Global Human Motion Recovery (HMR) is challenged by complex human poses and their environmental interactions, requiring consistency in world coordinates for authenticity and feasibility. Existing methods estimate poses from RGB images, e.g., SPIN, DeepCap, LiDAR point clouds, e.g., LiDARCap, and IMUs, e.g., DIP, primarily focusing on ground-based motions like running and dancing. Climbing, an off-ground activity central to an Olympic sport, involves unique dynamics but lacks sufficient research and datasets. Only SPEED21 (2D) and CIMI4D (3D, basic motions) are available, both limited in scale.

We introduce AscendMotion, a large-scale, multi-modal dataset of 22 skilled climbers on 12 rock walls, featuring synchronized RGB, LiDAR, and IMU data with global trajectories. Capturing climbing motion is complex due to human-scene interactions and global localization needs. Current HMR methods, optimized for ground-based RGB data, struggle with coordinate ambiguities and error accumulation in climbing scenarios.
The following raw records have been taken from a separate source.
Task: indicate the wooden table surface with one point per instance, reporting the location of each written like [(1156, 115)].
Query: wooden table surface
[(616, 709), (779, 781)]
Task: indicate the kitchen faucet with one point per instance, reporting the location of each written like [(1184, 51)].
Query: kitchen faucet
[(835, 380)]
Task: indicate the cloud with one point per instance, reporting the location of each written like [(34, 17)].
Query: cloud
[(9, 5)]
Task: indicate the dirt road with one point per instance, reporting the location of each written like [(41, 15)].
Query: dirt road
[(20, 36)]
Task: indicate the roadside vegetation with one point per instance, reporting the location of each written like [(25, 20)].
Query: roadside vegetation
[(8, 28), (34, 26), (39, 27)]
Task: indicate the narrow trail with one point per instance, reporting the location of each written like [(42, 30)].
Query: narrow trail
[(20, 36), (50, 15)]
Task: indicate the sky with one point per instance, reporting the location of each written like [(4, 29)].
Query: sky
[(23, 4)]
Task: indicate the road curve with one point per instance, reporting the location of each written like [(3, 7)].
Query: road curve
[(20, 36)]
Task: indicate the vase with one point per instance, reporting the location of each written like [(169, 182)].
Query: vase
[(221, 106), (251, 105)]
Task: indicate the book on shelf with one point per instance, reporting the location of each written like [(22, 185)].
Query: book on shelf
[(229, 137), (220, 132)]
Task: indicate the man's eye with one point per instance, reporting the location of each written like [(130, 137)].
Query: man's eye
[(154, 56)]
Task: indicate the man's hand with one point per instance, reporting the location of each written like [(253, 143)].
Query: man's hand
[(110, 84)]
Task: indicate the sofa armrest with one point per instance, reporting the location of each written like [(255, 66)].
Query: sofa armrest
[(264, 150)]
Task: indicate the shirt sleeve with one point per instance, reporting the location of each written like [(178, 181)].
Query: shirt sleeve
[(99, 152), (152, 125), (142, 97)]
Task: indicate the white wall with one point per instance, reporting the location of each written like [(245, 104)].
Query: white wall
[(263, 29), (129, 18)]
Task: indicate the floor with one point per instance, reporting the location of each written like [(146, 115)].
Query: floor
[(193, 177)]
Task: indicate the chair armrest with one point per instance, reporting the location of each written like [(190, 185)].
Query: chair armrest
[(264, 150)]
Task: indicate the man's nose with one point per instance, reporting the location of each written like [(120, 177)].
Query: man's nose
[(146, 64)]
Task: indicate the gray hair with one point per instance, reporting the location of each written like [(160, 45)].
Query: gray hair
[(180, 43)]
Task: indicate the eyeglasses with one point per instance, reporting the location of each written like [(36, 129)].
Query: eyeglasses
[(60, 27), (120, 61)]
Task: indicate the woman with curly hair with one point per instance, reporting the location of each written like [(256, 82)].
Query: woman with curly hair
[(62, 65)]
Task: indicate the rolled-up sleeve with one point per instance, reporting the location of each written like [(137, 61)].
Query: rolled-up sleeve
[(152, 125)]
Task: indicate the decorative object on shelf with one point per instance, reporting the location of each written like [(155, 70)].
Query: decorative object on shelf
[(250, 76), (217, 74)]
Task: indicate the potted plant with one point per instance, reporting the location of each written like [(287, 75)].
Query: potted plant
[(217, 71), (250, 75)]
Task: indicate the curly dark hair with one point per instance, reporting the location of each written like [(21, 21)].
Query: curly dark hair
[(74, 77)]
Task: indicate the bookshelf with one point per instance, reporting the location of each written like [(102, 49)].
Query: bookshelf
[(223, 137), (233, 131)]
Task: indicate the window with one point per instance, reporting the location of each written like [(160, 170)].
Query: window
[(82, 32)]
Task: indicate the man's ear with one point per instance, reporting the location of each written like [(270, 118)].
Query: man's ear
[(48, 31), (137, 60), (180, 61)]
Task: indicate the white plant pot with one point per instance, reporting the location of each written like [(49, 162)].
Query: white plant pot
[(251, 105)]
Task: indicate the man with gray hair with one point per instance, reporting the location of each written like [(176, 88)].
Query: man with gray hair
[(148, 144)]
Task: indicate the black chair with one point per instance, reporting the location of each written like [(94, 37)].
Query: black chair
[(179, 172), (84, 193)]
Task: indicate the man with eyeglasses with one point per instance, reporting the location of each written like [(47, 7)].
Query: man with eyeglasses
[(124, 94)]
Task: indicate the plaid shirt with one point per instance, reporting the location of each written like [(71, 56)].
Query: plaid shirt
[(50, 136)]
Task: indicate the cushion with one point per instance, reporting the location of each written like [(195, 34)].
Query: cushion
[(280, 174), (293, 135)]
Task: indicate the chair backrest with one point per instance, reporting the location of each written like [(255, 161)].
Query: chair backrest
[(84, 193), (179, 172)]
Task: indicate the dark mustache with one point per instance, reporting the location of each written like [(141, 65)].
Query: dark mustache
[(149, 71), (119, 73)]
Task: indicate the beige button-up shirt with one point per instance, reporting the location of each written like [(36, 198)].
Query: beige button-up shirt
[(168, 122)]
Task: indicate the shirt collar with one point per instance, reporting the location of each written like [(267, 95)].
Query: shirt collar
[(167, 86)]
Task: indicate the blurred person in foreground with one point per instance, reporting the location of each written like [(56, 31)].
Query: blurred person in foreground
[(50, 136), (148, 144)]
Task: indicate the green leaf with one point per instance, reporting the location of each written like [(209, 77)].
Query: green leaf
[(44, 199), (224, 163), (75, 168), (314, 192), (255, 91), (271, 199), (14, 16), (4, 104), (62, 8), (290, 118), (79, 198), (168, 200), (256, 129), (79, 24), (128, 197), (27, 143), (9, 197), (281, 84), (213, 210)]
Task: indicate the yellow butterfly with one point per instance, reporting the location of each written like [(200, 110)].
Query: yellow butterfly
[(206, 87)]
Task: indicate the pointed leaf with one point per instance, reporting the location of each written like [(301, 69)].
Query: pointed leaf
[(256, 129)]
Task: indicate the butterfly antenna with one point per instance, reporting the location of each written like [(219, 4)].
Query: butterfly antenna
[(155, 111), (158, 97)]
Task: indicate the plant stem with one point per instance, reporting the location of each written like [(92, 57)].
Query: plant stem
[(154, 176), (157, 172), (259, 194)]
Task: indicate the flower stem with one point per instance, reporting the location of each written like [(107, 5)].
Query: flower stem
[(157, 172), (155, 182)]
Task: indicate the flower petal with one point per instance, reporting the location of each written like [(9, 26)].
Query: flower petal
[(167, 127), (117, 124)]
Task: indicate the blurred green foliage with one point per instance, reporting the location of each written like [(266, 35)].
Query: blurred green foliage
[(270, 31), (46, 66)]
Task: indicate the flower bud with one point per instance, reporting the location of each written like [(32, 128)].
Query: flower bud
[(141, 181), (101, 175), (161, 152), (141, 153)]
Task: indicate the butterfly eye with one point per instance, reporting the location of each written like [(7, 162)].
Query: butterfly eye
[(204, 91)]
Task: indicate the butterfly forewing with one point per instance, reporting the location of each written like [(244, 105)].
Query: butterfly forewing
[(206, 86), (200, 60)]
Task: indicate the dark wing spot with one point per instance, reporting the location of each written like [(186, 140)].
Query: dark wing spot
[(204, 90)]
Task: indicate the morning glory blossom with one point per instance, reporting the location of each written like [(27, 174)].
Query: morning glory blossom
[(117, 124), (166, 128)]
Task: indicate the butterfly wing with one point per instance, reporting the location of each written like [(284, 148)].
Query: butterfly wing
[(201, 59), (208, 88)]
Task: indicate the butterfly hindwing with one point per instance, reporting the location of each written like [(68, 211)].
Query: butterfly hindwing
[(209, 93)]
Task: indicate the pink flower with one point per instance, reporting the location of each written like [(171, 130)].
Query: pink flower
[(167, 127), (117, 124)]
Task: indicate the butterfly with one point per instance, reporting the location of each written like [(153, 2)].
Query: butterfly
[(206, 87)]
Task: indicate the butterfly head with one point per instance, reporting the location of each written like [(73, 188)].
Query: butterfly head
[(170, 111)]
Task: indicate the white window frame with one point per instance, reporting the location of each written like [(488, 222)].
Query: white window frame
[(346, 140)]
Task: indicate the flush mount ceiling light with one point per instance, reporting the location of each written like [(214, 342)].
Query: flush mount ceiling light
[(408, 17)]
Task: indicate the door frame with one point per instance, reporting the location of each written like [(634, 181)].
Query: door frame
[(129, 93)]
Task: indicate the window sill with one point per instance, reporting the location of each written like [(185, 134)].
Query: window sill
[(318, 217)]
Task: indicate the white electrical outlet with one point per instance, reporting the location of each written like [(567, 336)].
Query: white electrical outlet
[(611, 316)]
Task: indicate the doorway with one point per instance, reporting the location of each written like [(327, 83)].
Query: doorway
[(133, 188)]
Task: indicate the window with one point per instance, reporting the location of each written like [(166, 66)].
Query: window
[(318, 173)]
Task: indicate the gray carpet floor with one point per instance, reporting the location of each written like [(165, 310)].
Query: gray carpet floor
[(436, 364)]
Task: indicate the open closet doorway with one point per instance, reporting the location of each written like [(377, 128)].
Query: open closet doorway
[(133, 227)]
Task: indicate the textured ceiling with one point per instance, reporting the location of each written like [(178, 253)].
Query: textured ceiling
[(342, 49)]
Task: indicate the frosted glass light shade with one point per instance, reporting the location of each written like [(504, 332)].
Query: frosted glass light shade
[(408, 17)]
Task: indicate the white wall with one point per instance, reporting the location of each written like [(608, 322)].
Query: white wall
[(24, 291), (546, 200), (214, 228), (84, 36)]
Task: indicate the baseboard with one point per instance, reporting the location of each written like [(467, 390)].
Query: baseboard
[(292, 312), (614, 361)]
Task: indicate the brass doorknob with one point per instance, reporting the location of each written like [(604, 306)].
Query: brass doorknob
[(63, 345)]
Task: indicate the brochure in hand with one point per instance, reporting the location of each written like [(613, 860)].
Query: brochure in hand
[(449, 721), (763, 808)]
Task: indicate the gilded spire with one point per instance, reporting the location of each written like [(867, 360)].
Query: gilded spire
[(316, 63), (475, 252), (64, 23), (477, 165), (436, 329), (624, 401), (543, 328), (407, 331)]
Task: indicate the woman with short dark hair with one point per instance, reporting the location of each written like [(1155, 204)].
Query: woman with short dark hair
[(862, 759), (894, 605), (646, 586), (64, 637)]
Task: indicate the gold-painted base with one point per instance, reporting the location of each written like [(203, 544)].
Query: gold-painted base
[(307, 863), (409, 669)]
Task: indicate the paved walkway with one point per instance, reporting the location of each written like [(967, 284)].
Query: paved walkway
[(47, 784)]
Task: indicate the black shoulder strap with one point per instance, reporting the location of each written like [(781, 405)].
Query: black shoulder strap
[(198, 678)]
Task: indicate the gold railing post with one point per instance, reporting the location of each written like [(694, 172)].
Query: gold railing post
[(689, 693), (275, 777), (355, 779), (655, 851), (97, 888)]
To address this, we propose ClimbingCap, an HMR method reconstructing 3D climbing motion in camera and global coordinates using separate decoding, post-processing, and semi-supervised training. Our contributions are:

AscendMotion: A comprehensive dataset exceeding prior resources.
ClimbingCap: A multi-modal HMR method for climbing.
Validation: Experiments showing superior performance over state-of-the-art methods.

Method: ClimbingCap

Climbing motion capture is complex, involving extreme poses and full-body exertion, requiring precise alignment with the rock wall in world coordinates. The ClimbingCap pipeline comprises three stages: separate coordinate decoding, post-processing, and semi-supervised training, addressing off-ground dynamics and scene interactions while leveraging unlabeled data.

Separate Coordinate Decoding

The Separate Coordinate Decoding (SCD) stage processes RGB sequences and LiDAR point clouds to predict poses in camera coordinates and positions in global coordinates. RGB images and transformed point cloud data (via extrinsic matrix P_c = Ω_w2c · P_w) are fed into feature extraction modules (based on ViT and PointNet++) to obtain visual and geometric features. These drive two decoders:

Camera Coordinate Decoder: Uses RGB and point cloud features to iteratively optimize SMPL parameters (pose θ, shape β, translation ∆c) in camera coordinates via T_Decoder. Global Coordinate Decoder: Predicts global translation parameters (Γ_trans) to capture motion trajectories in world coordinates.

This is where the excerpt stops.